Meeting the first requirement is very easy:

Consider 100 thousand students and 1000 electives. Each student selects 5 electives on average.

Let’s see how to find which electives are relevant and sort these electives by relevancy (what other electives are also selected by students who have selected this elective). Sort the electives by the number of selections in descending order.

1. Create a table to store elective selection information:

create table xuanke(
std_id int8, -- Student ID
cos_id int -- Course
);

2. Insert 500 thousand records:

insert into xuanke select random()*99999, random()*999 from generate_series(1,500000);

3. Use arrays to store electives selected by individual students:

create table xuanke_cos_id (
std_id int8 primary key,
cos_id int[]
);

insert into xuanke_cos_id select std_id, array_agg(cos_id) from xuanke group by 1;

4. Use arrays to store information about students selecting each elective:

create table xuanke_std_id (
cos_id int primary key,
std_id int8[]
);

insert into xuanke_std_id select cos_id, array_agg(std_id) from xuanke group by 1;

5. Obtain all electives selected by students based on one elective they selected, aggregate these electives and display them by relevance:

create or replace function get_cos_id2(int8[]) returns text[] as
\$\$

select array_agg(unnest||':'||cnt order by cnt desc) from
(select unnest(cos_id) as unnest, count (*) as cnt
from xuanke_cos_id where std_id = any (\$1) group by 1
) t;
\$\$
language sql strict;

6. Obtain results:

select cos_id, get_cos_id2(std_id) from xuanke_std_id;

Example results

251 | {251:495,348:9,708:8,372:7,816:7,431:6,184:6,600:6,114:6,649:6, .....

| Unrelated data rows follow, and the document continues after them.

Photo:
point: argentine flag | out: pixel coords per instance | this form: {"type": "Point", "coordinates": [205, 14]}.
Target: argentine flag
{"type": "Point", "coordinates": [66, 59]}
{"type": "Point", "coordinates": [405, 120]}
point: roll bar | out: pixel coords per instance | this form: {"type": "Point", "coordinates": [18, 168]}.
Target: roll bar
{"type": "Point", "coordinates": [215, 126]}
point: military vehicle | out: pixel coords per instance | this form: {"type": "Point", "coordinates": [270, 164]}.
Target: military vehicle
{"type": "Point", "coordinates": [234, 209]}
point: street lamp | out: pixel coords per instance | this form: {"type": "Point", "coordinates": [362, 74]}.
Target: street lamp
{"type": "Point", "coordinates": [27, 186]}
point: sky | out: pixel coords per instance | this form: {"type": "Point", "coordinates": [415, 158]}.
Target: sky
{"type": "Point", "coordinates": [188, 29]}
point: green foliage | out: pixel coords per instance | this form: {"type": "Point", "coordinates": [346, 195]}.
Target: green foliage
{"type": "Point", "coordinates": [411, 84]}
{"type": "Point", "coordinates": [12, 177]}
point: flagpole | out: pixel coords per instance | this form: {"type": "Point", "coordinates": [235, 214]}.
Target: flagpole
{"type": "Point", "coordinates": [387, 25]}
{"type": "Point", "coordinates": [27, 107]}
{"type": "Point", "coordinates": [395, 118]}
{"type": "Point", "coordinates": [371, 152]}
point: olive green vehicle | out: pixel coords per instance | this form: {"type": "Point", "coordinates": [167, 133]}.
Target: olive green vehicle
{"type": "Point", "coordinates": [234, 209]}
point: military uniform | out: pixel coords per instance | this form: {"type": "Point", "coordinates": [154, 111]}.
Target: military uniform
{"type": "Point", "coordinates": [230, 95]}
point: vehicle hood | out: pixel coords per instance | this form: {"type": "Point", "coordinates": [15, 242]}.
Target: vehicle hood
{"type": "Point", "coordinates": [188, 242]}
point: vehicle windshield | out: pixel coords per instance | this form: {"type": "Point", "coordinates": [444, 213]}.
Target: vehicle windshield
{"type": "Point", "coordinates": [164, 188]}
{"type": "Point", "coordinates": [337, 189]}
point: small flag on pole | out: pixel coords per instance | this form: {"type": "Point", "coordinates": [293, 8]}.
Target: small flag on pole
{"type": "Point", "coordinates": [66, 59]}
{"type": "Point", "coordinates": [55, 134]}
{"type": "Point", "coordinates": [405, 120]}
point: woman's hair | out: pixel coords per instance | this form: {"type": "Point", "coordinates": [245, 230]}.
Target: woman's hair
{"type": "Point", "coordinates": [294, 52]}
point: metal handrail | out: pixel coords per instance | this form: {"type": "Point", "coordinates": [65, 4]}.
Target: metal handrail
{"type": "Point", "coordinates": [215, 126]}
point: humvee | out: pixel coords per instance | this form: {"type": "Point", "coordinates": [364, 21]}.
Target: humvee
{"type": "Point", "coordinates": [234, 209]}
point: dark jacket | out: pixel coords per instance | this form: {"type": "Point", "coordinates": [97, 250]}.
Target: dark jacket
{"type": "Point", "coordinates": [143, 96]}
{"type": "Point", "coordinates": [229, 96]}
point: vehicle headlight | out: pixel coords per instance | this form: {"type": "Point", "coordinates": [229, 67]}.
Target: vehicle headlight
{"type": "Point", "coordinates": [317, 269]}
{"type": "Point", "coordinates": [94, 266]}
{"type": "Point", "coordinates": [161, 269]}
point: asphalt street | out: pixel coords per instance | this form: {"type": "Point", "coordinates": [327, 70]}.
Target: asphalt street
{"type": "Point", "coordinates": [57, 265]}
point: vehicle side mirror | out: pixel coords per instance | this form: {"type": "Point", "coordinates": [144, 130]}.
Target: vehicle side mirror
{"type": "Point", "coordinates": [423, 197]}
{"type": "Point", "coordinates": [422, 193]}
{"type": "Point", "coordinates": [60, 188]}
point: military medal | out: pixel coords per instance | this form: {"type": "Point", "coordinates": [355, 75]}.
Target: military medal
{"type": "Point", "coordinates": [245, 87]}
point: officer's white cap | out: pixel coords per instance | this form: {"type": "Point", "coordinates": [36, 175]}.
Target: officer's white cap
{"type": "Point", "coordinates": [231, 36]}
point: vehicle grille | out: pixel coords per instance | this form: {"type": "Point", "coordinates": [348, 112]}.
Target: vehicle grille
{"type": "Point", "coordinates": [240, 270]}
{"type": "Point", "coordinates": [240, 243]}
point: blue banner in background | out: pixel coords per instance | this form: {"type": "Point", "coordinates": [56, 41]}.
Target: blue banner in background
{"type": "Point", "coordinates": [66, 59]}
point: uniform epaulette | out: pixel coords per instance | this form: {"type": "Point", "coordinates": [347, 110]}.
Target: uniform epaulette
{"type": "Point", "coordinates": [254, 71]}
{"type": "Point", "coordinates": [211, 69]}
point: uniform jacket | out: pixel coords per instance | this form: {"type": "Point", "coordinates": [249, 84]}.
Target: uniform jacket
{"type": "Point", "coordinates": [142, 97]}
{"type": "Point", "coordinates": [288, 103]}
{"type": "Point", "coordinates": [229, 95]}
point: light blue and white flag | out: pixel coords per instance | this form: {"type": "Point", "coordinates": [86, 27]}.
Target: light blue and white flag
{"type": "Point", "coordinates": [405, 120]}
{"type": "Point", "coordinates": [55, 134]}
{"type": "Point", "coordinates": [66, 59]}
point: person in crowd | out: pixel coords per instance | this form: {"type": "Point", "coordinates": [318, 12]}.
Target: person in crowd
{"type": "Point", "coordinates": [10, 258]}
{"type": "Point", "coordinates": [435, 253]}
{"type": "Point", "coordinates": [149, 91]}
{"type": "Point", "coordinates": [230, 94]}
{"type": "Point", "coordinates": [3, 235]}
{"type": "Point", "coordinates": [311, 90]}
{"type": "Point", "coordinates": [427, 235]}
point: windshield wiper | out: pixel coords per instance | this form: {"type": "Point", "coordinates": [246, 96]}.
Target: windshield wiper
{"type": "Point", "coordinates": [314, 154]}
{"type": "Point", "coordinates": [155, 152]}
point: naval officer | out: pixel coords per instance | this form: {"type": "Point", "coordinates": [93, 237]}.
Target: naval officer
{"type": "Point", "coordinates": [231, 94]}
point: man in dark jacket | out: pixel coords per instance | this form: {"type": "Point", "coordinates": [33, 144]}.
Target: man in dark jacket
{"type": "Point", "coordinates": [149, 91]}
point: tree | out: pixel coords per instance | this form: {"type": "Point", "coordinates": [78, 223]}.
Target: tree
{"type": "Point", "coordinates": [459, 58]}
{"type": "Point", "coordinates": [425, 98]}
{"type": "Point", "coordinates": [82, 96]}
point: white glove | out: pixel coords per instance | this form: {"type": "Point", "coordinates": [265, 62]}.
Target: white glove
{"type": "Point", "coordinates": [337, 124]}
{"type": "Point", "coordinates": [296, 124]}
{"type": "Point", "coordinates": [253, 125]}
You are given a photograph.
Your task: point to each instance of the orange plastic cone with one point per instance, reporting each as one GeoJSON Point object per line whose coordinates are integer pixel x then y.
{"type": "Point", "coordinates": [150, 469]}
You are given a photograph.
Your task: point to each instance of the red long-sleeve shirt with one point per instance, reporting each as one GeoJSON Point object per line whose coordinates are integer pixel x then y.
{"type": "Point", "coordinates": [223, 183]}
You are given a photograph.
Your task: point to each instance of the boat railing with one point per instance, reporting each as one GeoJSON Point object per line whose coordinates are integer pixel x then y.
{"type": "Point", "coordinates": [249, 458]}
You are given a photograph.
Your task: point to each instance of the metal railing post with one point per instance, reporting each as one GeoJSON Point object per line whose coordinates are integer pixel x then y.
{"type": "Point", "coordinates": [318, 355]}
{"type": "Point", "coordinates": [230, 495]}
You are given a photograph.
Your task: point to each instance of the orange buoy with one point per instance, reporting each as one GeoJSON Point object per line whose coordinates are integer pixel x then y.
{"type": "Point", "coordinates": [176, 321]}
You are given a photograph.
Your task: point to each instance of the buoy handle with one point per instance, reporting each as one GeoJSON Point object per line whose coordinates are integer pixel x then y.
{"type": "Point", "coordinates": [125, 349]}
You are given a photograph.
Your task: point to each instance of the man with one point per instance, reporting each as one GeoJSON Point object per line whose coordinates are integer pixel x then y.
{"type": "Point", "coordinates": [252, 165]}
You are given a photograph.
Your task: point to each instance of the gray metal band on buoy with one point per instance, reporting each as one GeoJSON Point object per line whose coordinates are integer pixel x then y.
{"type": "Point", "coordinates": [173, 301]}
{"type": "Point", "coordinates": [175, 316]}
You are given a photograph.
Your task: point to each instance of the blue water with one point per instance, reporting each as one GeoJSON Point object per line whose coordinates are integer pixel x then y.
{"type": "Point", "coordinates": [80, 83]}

453 | {453:499,519:7,750:7,816:7,375:7,109:7,705:7,650:7,908:7, .....

The preceding query can be performed in milliseconds when parallel computing is used.

# Related Case

To implement the second requirement, a recursive method is required.

WITH RECURSIVE search_graph(
std_id, -- point 1
cos_id, -- point 2
depth, -- depth, starting from 1
path, -- path, stored as an array
cycle -- cycle or not cycle
) AS (
select std_id,cos_id,depth,path,cycle from (
select
std_id,
cos_id,
1 depth,
array[row(std_id,cos_id)] path,
false as cycle
from xuanke
where cos_id=?
) t
UNION ALL
select std_id,cos_id,depth,path,cycle from (
select
g.std_id,
g.cos_id,
sg.depth+1 depth,
sg.path||array[row(g.std_id,g.cos_id)] path,
(row(g.std_id,g.cos_id) = ANY(path)) as cycle
from xuanke as g, search_graph AS sg
where
g.std_id = sg.std_id
AND NOT cycle
-- and sg.depth <= ?
) t
)
SELECT * FROM search_graph;

This involves a very large volume of data and therefore it takes a very long time to return results. In fact, a very deep level does not make much difference.